Jó não foi paciente, não. A leitura apressada do livro de Jó, e uma “tradição” sobre a “paciência de Jó", é que, juntas, criaram o mito da paciência de Jó. A enorme dor de Jó transbordou em palavras.
Muito interessante é o transbordamento de Jó em Jó 7,12, que, segundo Almeida, diz assim: “Sou eu o mar, ou um monstro marinho, para que me ponhas uma guarda?”. O verso anterior descreve a decisão de Jó de “abrir a sua boca”, ou, como bem diríamos hoje, de “botar a boca no trombone”: “não reprimirei a minha boca... falarei... queixar-me-ei...”. O verso 12, então, é o começo das queixas de Jó.
Que queixa é essa a de Jó 7,12? No Antigo Oriente Próximo havia o costume de se contar a Criação do Mundo como resultado da luta entre um deus e um dragão marinho. O deus luta contra o dragão marinho, mata-o, e o divide em duas metades. Com uma metade faz os céus, com a outra, a terra. Nessa terra, que é o corpo do dragão marinho, ficam as águas, que, no fundo, são o próprio monstro marinho.

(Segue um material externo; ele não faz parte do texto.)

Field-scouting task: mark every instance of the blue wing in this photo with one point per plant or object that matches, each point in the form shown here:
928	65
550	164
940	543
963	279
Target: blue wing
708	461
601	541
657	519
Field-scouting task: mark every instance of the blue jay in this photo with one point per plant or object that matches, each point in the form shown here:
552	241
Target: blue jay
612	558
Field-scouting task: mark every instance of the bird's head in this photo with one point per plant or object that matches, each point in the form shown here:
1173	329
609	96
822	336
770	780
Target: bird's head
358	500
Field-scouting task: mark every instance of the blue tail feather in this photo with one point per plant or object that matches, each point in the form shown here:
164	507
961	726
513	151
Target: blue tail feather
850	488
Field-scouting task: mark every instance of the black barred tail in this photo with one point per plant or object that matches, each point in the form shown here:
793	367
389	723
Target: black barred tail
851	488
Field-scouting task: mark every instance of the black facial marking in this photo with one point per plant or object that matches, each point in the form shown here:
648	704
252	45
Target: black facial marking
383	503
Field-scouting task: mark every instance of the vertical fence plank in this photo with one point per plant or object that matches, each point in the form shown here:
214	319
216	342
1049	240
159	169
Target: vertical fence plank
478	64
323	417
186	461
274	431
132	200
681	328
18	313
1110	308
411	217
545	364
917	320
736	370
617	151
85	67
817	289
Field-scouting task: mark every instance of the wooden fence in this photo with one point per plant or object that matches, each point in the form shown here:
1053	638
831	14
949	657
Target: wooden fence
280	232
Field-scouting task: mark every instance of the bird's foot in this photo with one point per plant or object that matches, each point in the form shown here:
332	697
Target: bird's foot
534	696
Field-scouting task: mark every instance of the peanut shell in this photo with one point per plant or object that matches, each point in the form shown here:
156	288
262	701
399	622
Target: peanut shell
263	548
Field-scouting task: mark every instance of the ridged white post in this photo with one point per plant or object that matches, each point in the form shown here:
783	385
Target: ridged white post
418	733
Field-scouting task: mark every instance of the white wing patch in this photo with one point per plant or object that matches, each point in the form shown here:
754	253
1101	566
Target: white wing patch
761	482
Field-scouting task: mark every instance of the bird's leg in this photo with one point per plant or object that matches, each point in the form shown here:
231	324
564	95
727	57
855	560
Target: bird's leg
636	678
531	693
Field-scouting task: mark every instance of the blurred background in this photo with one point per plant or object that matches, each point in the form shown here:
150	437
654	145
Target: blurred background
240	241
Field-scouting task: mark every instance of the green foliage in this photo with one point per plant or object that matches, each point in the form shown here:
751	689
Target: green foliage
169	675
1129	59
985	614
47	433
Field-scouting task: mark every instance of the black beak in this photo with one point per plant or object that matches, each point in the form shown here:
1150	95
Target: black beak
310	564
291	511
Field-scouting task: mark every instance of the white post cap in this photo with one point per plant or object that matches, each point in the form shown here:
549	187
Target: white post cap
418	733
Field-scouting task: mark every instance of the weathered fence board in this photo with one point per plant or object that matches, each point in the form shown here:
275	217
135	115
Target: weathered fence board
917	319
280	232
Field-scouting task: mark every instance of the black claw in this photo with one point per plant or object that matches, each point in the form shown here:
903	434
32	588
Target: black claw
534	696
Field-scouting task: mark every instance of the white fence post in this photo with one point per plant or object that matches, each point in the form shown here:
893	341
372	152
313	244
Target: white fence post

E, então para que as águas não inundem mais a terra, o deus cerca as águas com guardas. Enquanto estiverem “presas” (cf. Pr 30,4), a terra estará segura...
Jó se serve dessa tradição. Compara-se com o dragão marinho: “sou eu o mar, ou um monstro marinho?”. Jó está dizendo, com isso, que se sente mortalmente ferido por Deus, como mortalmente ferido pelos deuses da tradição foram os dragões. Jó se sente em pedaços, como em pedaços foram feitos os dragões. Jó se sente como se Deus o tivesse por inimigo e ameaça: “para que me cerques com guardas”. Jó não entende sua dor, e por que Deus lhe impõe tamanho sofrimento... E, não entendendo, se queixa!
Jó sente dor, e dor profunda. Jó sofre, e sofre muito. E Jó fala, e falará muito. Não há Teologia que dê conta dessa dor. Ao que sofre, só a sua solidão, e o seu desespero. Quem experimenta o sofrimento, na carne, na alma, sabe que só lhe resta falar com Deus, nas profundidades inimagináveis da garganta, e esperar, contra todas as convulsões do corpo, que haja um sentido na vida além da dor... Essa espera e esperança é fé.
Só mesmo uma fé profunda pode levar Jó a olhar para Deus e a dizer: “pensei que eu era seu amigo, meu Deus, mas pareço um monstro: por que me sofres tanto?”.
Por Osvaldo Luiz Ribeiro, em Ouvir o evento.